Ethics in Christian Discipling
The Biblical concept of humans being created in the image of God and that this fact should be governing our relationships has significant practical overlap with what we today call human rights. The UN universal declaration of human rights and the standards of ethics in caring professions can often stand in stark contrast to behaviours and cultures found in many churches. This dissonance should give Christians and their churches great pause.
It seems that in many ways, the world is actually way ahead on this and doing a better job of teaching us to treat one another according to God’s design and nature, at least in the formulation of ideas and policies around human rights (if not always in practice – we live in a fallen world after all).
Anybody entering a counselling profession for example will be trained in what is ethical, what proper boundaries look like, what the client’s rights are etc. This training covers confidentiality, cultural sensitivity, emotional safety issues and so on. Compare this to a church situation. Many Christians in churches find themselves in counselling type situations in discipleship settings for example. Yet what training is ever given in these matters?

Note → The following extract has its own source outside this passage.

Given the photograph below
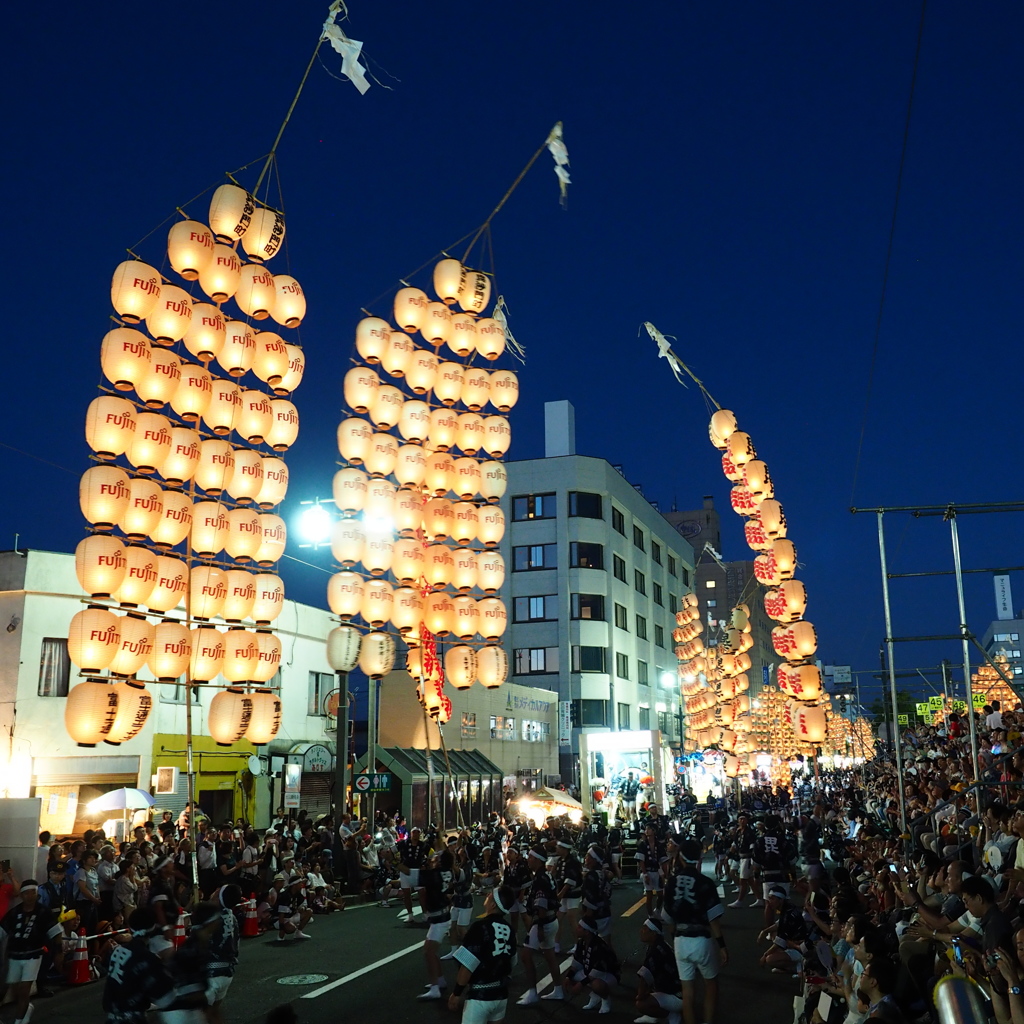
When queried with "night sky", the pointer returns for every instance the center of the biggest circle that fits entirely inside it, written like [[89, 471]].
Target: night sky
[[733, 174]]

There is an unfortunate arrogance that can emerge from being the deployer of the sword of the Spirit that gives an unspoken licence to unethical practices in discipleship counselling. Someone might say: “I don’t need to worry about all this namby-pamby and worldly “human rights” stuff. This brother just needs to repent or I am telling my discipler about it!”
Human Rights and Evangelism
Secondly, could this be a locus for evangelism? The teaching of the Bible affirms the dignity of the individual as the image of God. This is a significant contact point with a world that is actually quite interested in the progress of human rights, fair treatment and healthy therapeutic boundaries.
The creative Christian could point out the connection between the contemporary cultural interest in human rights and what God teaches us about His design for inter-personal relationships based on the concept of humans being his image-bearers. (Gen. 1:26-27, 9:6, Col 3:10).